# Visualization of The Carnegie Museum of Art's Trends
by [David Roberts](https://www.kaggle.com/davidroberts13) Aug 2020

This notebook aims to garner a new perspective on the ever turbulent world of art. By examining the frequency of acquisitions in various categories we might find out what is popular and when in regards to the preferences of The Carnegie Museum of Art. I hope you enjoy it!!

![](https://media-api.xogrp.com/images/8355276b-1913-4025-8a61-70e88b6882f2)
#####A quick caveat is that solely looking through the lens of acquisitions could be problematic because the Museum doesn't necessarily have a say in what art is donated. Never the less if people are donating it then it must be in 'vouge'.

### Table of Contents
* [1.Introduction](#chapter1)
    * [1.1 Load and Check Data](#section_1_1)
    * [1.2 Exploration](#section_1_2)
* [2. Feature Engineering](#Chapter2)
    * [2.1 Material Breakdown](#section_2_1)
    * [2.2 Date & Time Extraction](#section_2_2)
* [3. Visualizations](#chapter3)
    * [3.1 Temporal Visualizations](#section_3_1)
    * [3.2 Word Cloud](#section_3_2)
* [4. Conclusion](#chapter4)

# 1. Introduction <a class="anchor" id="chapter1"></a>
In celebration of their 120th anniversary, the Carnegie Museum of Art is making public the collections records of all of its accessioned artworks. This release contains data on approximately 28269 objects across all departments of the museum; fine arts, decorative arts, photography, contemporary art, and the Heinz Architectural Center.
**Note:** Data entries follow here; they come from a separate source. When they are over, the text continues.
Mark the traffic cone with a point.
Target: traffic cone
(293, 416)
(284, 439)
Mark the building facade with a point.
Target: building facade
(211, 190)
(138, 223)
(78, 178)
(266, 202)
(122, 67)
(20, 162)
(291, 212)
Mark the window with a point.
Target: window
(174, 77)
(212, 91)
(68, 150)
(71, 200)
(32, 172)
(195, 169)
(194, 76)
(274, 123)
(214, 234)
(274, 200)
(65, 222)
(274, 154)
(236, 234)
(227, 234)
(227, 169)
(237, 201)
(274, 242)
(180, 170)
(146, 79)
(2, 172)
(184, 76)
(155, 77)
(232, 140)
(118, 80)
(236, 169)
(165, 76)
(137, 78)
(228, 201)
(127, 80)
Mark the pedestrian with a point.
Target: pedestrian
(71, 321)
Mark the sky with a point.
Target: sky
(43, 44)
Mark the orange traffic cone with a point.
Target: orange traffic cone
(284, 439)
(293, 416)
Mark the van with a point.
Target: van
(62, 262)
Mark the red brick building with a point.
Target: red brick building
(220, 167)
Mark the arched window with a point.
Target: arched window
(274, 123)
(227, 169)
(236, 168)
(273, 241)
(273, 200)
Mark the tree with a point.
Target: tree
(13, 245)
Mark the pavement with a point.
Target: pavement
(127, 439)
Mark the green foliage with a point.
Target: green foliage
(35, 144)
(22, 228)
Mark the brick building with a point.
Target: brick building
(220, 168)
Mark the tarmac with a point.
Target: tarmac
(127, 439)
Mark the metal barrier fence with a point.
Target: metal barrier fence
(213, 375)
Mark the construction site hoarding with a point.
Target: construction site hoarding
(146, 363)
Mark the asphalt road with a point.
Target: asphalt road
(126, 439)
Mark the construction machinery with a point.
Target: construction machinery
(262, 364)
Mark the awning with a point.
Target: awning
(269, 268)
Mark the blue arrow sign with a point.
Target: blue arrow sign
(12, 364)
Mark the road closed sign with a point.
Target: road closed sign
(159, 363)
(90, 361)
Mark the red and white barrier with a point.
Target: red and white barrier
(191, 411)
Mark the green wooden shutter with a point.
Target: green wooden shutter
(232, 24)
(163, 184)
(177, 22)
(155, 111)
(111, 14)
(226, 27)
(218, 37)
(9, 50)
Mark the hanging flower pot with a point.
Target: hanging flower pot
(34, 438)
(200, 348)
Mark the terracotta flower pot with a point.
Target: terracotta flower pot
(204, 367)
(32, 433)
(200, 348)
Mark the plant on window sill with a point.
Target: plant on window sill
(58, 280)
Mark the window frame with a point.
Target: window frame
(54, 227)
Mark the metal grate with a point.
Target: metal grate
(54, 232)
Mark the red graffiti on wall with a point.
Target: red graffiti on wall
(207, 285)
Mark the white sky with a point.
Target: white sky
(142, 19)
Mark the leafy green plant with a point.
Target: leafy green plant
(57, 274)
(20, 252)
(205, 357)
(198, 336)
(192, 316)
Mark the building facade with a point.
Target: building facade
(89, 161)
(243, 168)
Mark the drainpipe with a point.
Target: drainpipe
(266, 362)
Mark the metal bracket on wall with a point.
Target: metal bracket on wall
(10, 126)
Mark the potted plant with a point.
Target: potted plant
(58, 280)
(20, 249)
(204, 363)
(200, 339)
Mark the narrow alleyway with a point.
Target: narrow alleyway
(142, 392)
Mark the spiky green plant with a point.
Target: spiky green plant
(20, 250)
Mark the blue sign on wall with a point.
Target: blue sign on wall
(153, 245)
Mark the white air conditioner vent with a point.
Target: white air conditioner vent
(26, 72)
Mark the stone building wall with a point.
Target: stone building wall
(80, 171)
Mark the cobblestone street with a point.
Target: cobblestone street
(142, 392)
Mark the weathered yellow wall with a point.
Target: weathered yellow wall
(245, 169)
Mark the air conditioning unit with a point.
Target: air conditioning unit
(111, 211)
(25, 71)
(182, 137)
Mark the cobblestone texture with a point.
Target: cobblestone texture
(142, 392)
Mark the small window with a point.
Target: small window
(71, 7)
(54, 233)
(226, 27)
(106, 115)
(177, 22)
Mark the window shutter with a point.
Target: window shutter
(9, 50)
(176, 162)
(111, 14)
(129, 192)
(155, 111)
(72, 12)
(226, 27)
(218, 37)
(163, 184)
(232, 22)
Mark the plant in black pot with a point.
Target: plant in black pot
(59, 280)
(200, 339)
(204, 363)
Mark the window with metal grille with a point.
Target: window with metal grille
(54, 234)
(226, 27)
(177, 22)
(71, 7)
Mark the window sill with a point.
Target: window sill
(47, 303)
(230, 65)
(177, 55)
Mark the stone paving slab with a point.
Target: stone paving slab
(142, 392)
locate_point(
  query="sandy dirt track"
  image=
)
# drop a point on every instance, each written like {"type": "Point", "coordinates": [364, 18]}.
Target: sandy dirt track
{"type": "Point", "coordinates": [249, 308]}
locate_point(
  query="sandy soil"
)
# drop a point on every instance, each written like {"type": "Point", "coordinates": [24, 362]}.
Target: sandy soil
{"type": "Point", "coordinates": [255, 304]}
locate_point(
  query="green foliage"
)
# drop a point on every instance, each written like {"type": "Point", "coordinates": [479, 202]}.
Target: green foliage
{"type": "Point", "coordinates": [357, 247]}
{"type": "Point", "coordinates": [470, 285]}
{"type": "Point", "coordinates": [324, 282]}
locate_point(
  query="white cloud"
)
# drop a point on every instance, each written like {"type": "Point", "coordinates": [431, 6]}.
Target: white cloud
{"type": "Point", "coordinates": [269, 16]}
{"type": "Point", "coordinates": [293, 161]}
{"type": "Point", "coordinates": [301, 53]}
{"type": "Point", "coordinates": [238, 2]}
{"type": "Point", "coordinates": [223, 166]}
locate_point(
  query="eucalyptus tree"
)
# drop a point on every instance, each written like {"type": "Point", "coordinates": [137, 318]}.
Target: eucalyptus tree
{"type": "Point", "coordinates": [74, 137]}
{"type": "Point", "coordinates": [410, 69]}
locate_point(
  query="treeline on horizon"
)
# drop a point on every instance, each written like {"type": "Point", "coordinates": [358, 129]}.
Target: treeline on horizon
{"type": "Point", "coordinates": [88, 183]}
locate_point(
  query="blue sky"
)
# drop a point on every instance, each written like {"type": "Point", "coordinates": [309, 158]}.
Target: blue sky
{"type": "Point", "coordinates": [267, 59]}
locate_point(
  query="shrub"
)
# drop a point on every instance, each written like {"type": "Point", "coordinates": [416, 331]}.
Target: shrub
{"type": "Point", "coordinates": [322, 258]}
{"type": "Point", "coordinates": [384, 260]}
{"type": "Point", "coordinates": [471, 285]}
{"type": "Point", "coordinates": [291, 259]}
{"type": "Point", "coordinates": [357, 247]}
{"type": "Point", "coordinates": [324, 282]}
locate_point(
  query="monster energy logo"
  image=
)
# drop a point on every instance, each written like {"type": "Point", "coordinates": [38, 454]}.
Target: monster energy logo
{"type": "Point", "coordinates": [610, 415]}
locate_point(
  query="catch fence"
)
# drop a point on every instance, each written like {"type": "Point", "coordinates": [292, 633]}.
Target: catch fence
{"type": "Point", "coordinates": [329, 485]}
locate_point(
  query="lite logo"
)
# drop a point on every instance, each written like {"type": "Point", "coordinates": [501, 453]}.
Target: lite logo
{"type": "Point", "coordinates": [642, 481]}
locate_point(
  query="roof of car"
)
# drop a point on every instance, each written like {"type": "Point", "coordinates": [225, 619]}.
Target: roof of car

This repository contains the files containing all of the records, as well as a description of the data, the data structure, and some guidelines on using the data. Please take a minute to familiarize yourself with the structure and guidelines below.


##### *Side note you will see something called '[gelatin silver print](https://en.wikipedia.org/wiki/Gelatin_silver_process#:~:text=The%20gelatin%20silver%20process%20is,%2C%20or%20resin%2Dcoated%20paper.)' as a medium, it is an early form of photography*

## 1.1 Load and Check Data <a class="anchor" id="section_1_1"></a>

In [None]:
# This Python 3 environment comes with many helpful analytics libraries installed
# It is defined by the kaggle/python Docker image: https://github.com/kaggle/docker-python
# For example, here's several helpful packages to load

import numpy as np # linear algebra
import pandas as pd # data processing, CSV file I/O (e.g. pd.read_csv)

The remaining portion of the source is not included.